Akcja ABW w siedzibie CBA. Zabezpieczono urządzenia

Śledczy wspólnie z funkcjonariuszami Agencji Bezpieczeństwa Wewnętrznego zabezpieczyli urządzenia wchodzące w skład systemu Pegasus - podało TVN24. Akcję przeprowadzono w siedzibie Centralnego Biura Antykorupcyjnego.

Śledczy i ABW zabezpieczyli urządzenia
Śledczy i ABW zabezpieczyli urządzenia
Źródło zdjęć: © East News | Pawel Wodzynski
Adam Zygiel

Jak przekazała prokuratura TVN24, w dniach 18-19 czerwca prokuratorzy Zespołu Śledczego nr 3 Prokuratury Krajowej przeprowadzili razem z biegłymi i funkcjonariuszami ABW oględziny w siedzibie Centralnego Biura Antykorupcyjnego. W trakcie działań zabezpieczono urządzenia wchodzące w skład systemu Pegasus.

Rzecznik prokuratury Przemysław Nowak podkreślił, że celem śledztwa dot. Pegasusa jest ustalenie jego funkcjonalności i legalności. Pozyskane do tej pory dane są obecnie analizowane przez Biuro Badań Kryminalistycznych ABW.

Dalsza część artykułu pod materiałem wideo

Pegasus na dwóch komputerach

Jak informowała w marcu "Rzeczpospolita", Pegasus znajdował się na dwóch komputerach w najbardziej chronionym pomieszczeniu w centrali CBA przy Alejach Ujazdowskich 9 w Warszawie. Początkowo - według informacji "Rzeczpospolitej" - miało obsługiwać go kilka osób, a potem - kilkanaście.

Gazeta opisuje, że wchodząc do sali z Pegasusem, trzeba było zostawić cały sprzęt elektroniczny, a wewnątrz pracowników śledziły kamery. Nie można też było wyjść z pomieszczenia samemu, a każde wejście i wyjście było odnotowywane - podaje dziennik.

Kontrowersje wokół Pegasusa

Pegasus to izraelskie oprogramowanie szpiegowskie, przy pomocy którego służby mogły m.in. odczytywać zawartość czyjegoś telefonu. Według dotychczasowych ustaleń, w Polsce inwigilowanych Pegasusem było ponad 500 osób.

Wiele kontrowersji wywołuje jednak wykorzystanie systemu wobec osób oraz polityków powiązanych z ówczesną opozycją, m.in. senatora PO Krzysztofa Brejzy, szefa Agrounii Michała Kołodziejczaka czy prokurator Ewy Wrzosek.

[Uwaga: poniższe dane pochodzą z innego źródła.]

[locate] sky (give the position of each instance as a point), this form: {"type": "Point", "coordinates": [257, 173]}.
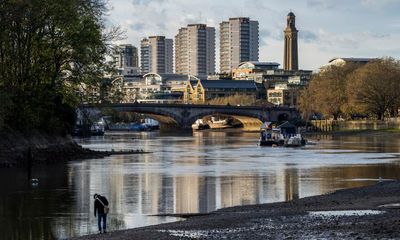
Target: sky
{"type": "Point", "coordinates": [327, 28]}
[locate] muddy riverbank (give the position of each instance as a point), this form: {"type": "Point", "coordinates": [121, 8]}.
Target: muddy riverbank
{"type": "Point", "coordinates": [345, 214]}
{"type": "Point", "coordinates": [22, 150]}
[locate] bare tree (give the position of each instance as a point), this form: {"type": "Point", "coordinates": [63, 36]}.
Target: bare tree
{"type": "Point", "coordinates": [374, 88]}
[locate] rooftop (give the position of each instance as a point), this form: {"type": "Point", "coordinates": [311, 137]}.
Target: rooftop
{"type": "Point", "coordinates": [229, 84]}
{"type": "Point", "coordinates": [351, 59]}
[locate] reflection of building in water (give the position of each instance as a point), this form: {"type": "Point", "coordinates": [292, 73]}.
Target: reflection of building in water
{"type": "Point", "coordinates": [207, 198]}
{"type": "Point", "coordinates": [291, 184]}
{"type": "Point", "coordinates": [239, 190]}
{"type": "Point", "coordinates": [150, 188]}
{"type": "Point", "coordinates": [186, 194]}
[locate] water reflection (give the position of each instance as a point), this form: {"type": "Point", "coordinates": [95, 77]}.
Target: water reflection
{"type": "Point", "coordinates": [184, 174]}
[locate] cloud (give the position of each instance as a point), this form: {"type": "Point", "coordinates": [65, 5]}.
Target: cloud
{"type": "Point", "coordinates": [327, 28]}
{"type": "Point", "coordinates": [321, 4]}
{"type": "Point", "coordinates": [308, 36]}
{"type": "Point", "coordinates": [379, 3]}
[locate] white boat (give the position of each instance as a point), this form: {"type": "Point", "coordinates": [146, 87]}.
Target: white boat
{"type": "Point", "coordinates": [295, 141]}
{"type": "Point", "coordinates": [284, 135]}
{"type": "Point", "coordinates": [215, 124]}
{"type": "Point", "coordinates": [199, 125]}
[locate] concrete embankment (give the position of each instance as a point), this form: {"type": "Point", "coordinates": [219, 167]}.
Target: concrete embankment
{"type": "Point", "coordinates": [345, 214]}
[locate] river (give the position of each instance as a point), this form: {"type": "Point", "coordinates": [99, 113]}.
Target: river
{"type": "Point", "coordinates": [184, 173]}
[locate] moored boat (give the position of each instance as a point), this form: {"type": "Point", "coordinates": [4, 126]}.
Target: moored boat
{"type": "Point", "coordinates": [218, 124]}
{"type": "Point", "coordinates": [284, 135]}
{"type": "Point", "coordinates": [199, 125]}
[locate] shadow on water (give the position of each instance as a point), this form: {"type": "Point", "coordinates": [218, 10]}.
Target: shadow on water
{"type": "Point", "coordinates": [185, 173]}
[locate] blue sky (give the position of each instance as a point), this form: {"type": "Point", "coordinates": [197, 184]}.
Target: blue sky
{"type": "Point", "coordinates": [327, 28]}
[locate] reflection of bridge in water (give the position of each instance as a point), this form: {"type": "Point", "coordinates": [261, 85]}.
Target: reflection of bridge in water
{"type": "Point", "coordinates": [184, 115]}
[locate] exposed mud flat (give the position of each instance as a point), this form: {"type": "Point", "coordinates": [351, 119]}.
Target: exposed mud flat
{"type": "Point", "coordinates": [345, 214]}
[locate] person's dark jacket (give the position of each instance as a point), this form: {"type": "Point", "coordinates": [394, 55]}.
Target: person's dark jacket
{"type": "Point", "coordinates": [98, 207]}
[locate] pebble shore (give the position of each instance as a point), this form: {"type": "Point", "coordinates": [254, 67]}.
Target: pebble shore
{"type": "Point", "coordinates": [345, 214]}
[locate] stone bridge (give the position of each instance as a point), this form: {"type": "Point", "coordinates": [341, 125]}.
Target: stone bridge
{"type": "Point", "coordinates": [184, 115]}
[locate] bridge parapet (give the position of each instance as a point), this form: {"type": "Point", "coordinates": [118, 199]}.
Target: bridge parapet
{"type": "Point", "coordinates": [184, 115]}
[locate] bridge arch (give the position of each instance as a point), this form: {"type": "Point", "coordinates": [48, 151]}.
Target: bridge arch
{"type": "Point", "coordinates": [184, 115]}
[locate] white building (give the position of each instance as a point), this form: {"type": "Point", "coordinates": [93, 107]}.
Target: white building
{"type": "Point", "coordinates": [239, 42]}
{"type": "Point", "coordinates": [125, 58]}
{"type": "Point", "coordinates": [195, 50]}
{"type": "Point", "coordinates": [156, 55]}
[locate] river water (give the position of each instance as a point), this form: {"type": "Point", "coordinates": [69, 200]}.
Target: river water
{"type": "Point", "coordinates": [184, 173]}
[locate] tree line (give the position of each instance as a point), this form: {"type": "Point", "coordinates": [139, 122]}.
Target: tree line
{"type": "Point", "coordinates": [352, 90]}
{"type": "Point", "coordinates": [48, 48]}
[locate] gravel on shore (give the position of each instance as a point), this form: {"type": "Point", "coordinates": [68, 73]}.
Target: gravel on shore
{"type": "Point", "coordinates": [345, 214]}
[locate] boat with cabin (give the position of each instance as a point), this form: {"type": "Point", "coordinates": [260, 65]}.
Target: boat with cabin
{"type": "Point", "coordinates": [285, 135]}
{"type": "Point", "coordinates": [219, 124]}
{"type": "Point", "coordinates": [200, 125]}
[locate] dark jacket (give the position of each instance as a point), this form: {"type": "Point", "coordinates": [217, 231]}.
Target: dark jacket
{"type": "Point", "coordinates": [98, 207]}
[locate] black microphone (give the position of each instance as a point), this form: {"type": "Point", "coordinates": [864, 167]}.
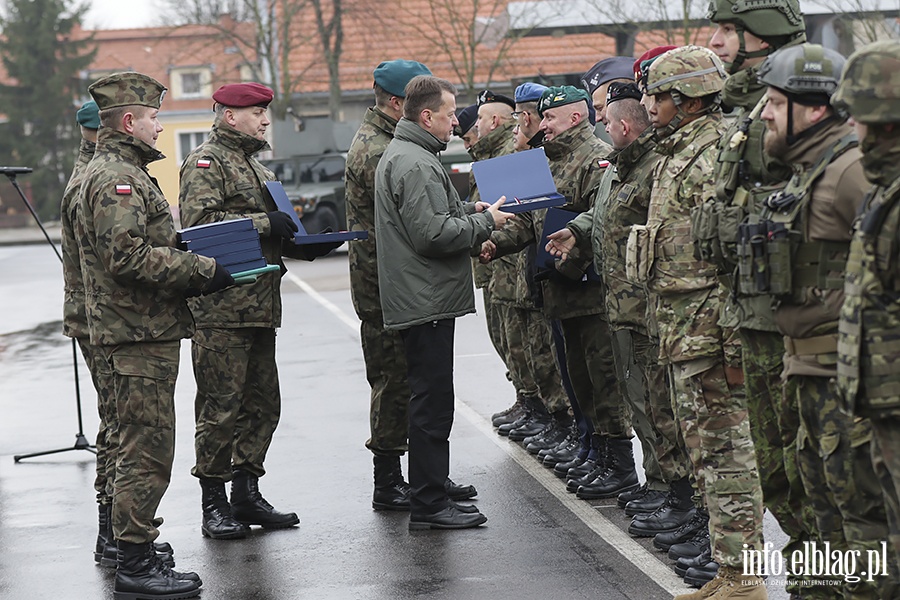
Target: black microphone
{"type": "Point", "coordinates": [15, 170]}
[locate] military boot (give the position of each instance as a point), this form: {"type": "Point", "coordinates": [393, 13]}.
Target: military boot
{"type": "Point", "coordinates": [509, 415]}
{"type": "Point", "coordinates": [677, 510]}
{"type": "Point", "coordinates": [250, 508]}
{"type": "Point", "coordinates": [140, 575]}
{"type": "Point", "coordinates": [664, 541]}
{"type": "Point", "coordinates": [619, 475]}
{"type": "Point", "coordinates": [218, 521]}
{"type": "Point", "coordinates": [391, 491]}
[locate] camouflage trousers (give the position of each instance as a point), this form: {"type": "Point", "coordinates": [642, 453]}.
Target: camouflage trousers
{"type": "Point", "coordinates": [645, 388]}
{"type": "Point", "coordinates": [530, 350]}
{"type": "Point", "coordinates": [238, 402]}
{"type": "Point", "coordinates": [886, 463]}
{"type": "Point", "coordinates": [774, 422]}
{"type": "Point", "coordinates": [108, 432]}
{"type": "Point", "coordinates": [385, 357]}
{"type": "Point", "coordinates": [835, 460]}
{"type": "Point", "coordinates": [144, 385]}
{"type": "Point", "coordinates": [592, 371]}
{"type": "Point", "coordinates": [713, 420]}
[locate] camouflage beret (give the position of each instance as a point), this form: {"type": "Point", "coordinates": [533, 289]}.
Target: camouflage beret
{"type": "Point", "coordinates": [88, 116]}
{"type": "Point", "coordinates": [242, 95]}
{"type": "Point", "coordinates": [560, 96]}
{"type": "Point", "coordinates": [614, 67]}
{"type": "Point", "coordinates": [393, 75]}
{"type": "Point", "coordinates": [127, 89]}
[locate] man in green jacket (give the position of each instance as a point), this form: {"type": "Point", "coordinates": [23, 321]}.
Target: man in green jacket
{"type": "Point", "coordinates": [425, 236]}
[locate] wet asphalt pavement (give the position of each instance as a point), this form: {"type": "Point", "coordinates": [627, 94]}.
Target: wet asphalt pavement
{"type": "Point", "coordinates": [539, 542]}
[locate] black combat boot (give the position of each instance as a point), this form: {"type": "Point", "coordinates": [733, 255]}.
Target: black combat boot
{"type": "Point", "coordinates": [391, 491]}
{"type": "Point", "coordinates": [250, 508]}
{"type": "Point", "coordinates": [140, 575]}
{"type": "Point", "coordinates": [218, 521]}
{"type": "Point", "coordinates": [664, 541]}
{"type": "Point", "coordinates": [110, 558]}
{"type": "Point", "coordinates": [510, 414]}
{"type": "Point", "coordinates": [677, 510]}
{"type": "Point", "coordinates": [619, 475]}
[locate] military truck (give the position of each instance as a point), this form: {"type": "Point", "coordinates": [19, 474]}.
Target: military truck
{"type": "Point", "coordinates": [315, 186]}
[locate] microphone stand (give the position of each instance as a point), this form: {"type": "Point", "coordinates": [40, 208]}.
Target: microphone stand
{"type": "Point", "coordinates": [81, 442]}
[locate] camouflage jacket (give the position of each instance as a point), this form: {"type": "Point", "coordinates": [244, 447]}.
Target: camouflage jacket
{"type": "Point", "coordinates": [134, 277]}
{"type": "Point", "coordinates": [577, 161]}
{"type": "Point", "coordinates": [368, 145]}
{"type": "Point", "coordinates": [502, 272]}
{"type": "Point", "coordinates": [827, 216]}
{"type": "Point", "coordinates": [869, 339]}
{"type": "Point", "coordinates": [745, 176]}
{"type": "Point", "coordinates": [221, 181]}
{"type": "Point", "coordinates": [425, 233]}
{"type": "Point", "coordinates": [496, 143]}
{"type": "Point", "coordinates": [622, 201]}
{"type": "Point", "coordinates": [74, 317]}
{"type": "Point", "coordinates": [687, 290]}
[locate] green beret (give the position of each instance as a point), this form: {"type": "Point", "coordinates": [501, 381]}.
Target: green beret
{"type": "Point", "coordinates": [88, 116]}
{"type": "Point", "coordinates": [393, 75]}
{"type": "Point", "coordinates": [560, 96]}
{"type": "Point", "coordinates": [127, 89]}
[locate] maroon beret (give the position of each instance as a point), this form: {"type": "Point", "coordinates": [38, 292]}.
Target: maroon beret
{"type": "Point", "coordinates": [240, 95]}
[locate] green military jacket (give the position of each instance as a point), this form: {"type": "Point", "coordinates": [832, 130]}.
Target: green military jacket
{"type": "Point", "coordinates": [623, 200]}
{"type": "Point", "coordinates": [577, 161]}
{"type": "Point", "coordinates": [366, 149]}
{"type": "Point", "coordinates": [686, 288]}
{"type": "Point", "coordinates": [135, 278]}
{"type": "Point", "coordinates": [834, 198]}
{"type": "Point", "coordinates": [745, 176]}
{"type": "Point", "coordinates": [74, 317]}
{"type": "Point", "coordinates": [869, 339]}
{"type": "Point", "coordinates": [222, 181]}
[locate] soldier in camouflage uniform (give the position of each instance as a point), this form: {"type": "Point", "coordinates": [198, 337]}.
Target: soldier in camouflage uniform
{"type": "Point", "coordinates": [745, 34]}
{"type": "Point", "coordinates": [383, 350]}
{"type": "Point", "coordinates": [238, 401]}
{"type": "Point", "coordinates": [868, 351]}
{"type": "Point", "coordinates": [622, 200]}
{"type": "Point", "coordinates": [577, 162]}
{"type": "Point", "coordinates": [817, 208]}
{"type": "Point", "coordinates": [135, 282]}
{"type": "Point", "coordinates": [681, 97]}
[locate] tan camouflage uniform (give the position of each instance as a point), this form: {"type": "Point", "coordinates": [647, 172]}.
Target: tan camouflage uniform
{"type": "Point", "coordinates": [238, 402]}
{"type": "Point", "coordinates": [623, 200]}
{"type": "Point", "coordinates": [134, 295]}
{"type": "Point", "coordinates": [383, 350]}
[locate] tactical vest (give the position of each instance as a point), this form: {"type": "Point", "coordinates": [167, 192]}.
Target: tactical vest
{"type": "Point", "coordinates": [869, 330]}
{"type": "Point", "coordinates": [773, 257]}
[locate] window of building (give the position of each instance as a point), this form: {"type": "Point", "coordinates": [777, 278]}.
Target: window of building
{"type": "Point", "coordinates": [188, 141]}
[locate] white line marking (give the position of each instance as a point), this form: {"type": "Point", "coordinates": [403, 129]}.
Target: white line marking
{"type": "Point", "coordinates": [646, 562]}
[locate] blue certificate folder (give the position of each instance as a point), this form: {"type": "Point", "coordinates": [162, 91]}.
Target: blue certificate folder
{"type": "Point", "coordinates": [523, 177]}
{"type": "Point", "coordinates": [276, 191]}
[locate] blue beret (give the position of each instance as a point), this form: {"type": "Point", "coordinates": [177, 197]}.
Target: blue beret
{"type": "Point", "coordinates": [529, 92]}
{"type": "Point", "coordinates": [88, 115]}
{"type": "Point", "coordinates": [466, 118]}
{"type": "Point", "coordinates": [615, 67]}
{"type": "Point", "coordinates": [393, 75]}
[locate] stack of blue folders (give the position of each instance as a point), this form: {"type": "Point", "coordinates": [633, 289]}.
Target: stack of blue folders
{"type": "Point", "coordinates": [234, 244]}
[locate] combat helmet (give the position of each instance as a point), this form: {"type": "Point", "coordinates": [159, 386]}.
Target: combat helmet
{"type": "Point", "coordinates": [687, 71]}
{"type": "Point", "coordinates": [769, 20]}
{"type": "Point", "coordinates": [869, 89]}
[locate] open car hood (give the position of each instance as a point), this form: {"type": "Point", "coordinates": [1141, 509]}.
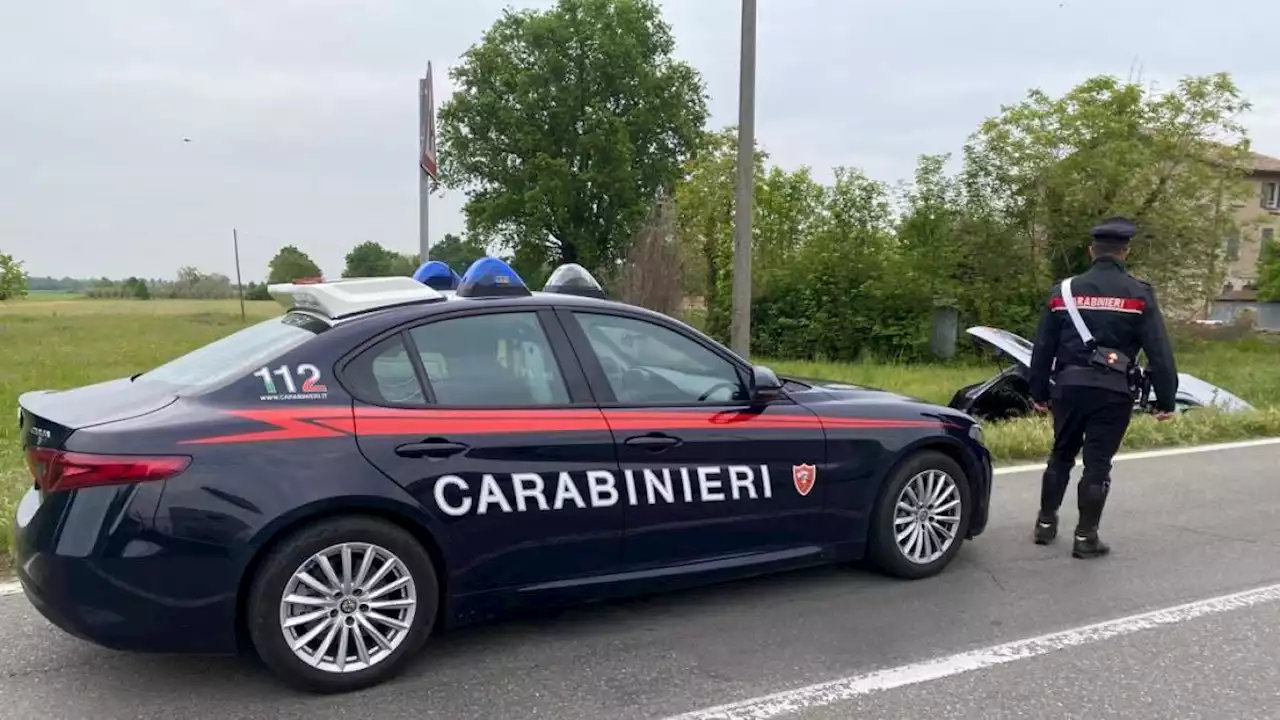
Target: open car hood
{"type": "Point", "coordinates": [1191, 390]}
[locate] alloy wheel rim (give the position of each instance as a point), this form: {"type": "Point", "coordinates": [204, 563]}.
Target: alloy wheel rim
{"type": "Point", "coordinates": [927, 516]}
{"type": "Point", "coordinates": [348, 607]}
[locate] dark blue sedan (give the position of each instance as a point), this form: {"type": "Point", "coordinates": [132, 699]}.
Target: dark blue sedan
{"type": "Point", "coordinates": [393, 456]}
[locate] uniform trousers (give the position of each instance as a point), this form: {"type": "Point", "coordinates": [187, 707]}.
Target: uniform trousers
{"type": "Point", "coordinates": [1092, 419]}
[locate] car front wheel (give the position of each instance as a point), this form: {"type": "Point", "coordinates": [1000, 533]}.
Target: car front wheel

Według niektórych ekspertów polskie prawo nie zezwala na wykorzystywanie tak do kontroli operacyjnej zaawansowanego systemu, jakim jest Pegasus. Sprawą wykorzystywania systemu zajmuje się nie tylko prokuratura, ale też sejmowa komisja śledcza.

Sprawa Pegasusa zahacza także o aferę dotyczącą Funduszu Sprawiedliwości. To właśnie bowiem ta instytucja miała przekazać 25 mln zł na niejawny fundusz operacyjny, przy pomocy którego CBA zakupiło izraelskie oprogramowanie.